Der Verwaltungsgerichtshof hat durch den Vorsitzenden Senatspräsident Dr. Steiner und die Hofräte Dr. Mairinger, Dr. Köller, Dr. Thoma und Dr. Zehetner als Richter, im Beisein der Schriftführerin MMag. Wagner, über die Beschwerde der A H in A, vertreten durch Dr. Aldo Frischenschlager, Dr. Dieter Gallistl und Dr. Elfgund Frischenschlager, Rechtsanwälte in 4020 Linz, Landstraße 15, gegen den Bescheid des unabhängigen Finanzsenates, Außenstelle Linz, vom 30. Mai 2008, GZ. RV/1188-L/07, betreffend Gewährung der erhöhten Familienbeihilfe für den Zeitraum von Mai 2002 bis Februar 2006, zu Recht erkannt:

Normen

VwGG §36 Abs1;
VwGG §38 Abs2;
VwGG §36 Abs1;
VwGG §38 Abs2;

 

Spruch:

Der angefochtene Bescheid wird wegen Rechtswidrigkeit seines Inhaltes aufgehoben.

Der Bund hat der Beschwerdeführerin Aufwendungen in der Höhe von 1.326,40 EUR binnen zwei Wochen bei sonstiger Exekution zu ersetzen.

Begründung

Die Beschwerdeführerin beantragte mit einem ausgefüllten, am 23. Februar 2006 beim Finanzamt eingelangten Formular "Beih 1" Familienbeihilfe für ihre drei Kinder ab März 2006 und gab als "Bankkonto für die Überweisung der Beihilfe" das Konto Nr. 5xxxx bei einer Bank mit der Bankleitzahl yyyyy bekannt.
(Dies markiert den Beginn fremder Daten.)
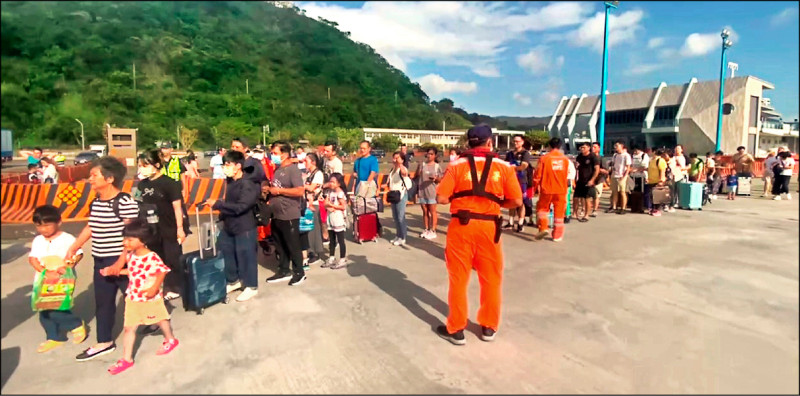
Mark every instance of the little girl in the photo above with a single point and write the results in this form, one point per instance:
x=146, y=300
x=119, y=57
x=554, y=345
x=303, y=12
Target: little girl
x=337, y=222
x=144, y=300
Mit einem ausgefüllten und mit 30. Mai 2007 datierten Formular "Beih 3" beantragte die Beschwerdeführerin für ihren Sohn R., eines der drei erwähnten Kinder, rückwirkend "ab dem Zeitpunkt des Eintrittes der erheblichen Behinderung, den der medizinische Sachverständige feststellt, im Höchstausmaß von rückwirkend fünf Jahren ab Antragstellung (siehe Erläuterungen)" die Gewährung des Erhöhungsbetrages zur Familienbeihilfe wegen erheblicher Behinderung.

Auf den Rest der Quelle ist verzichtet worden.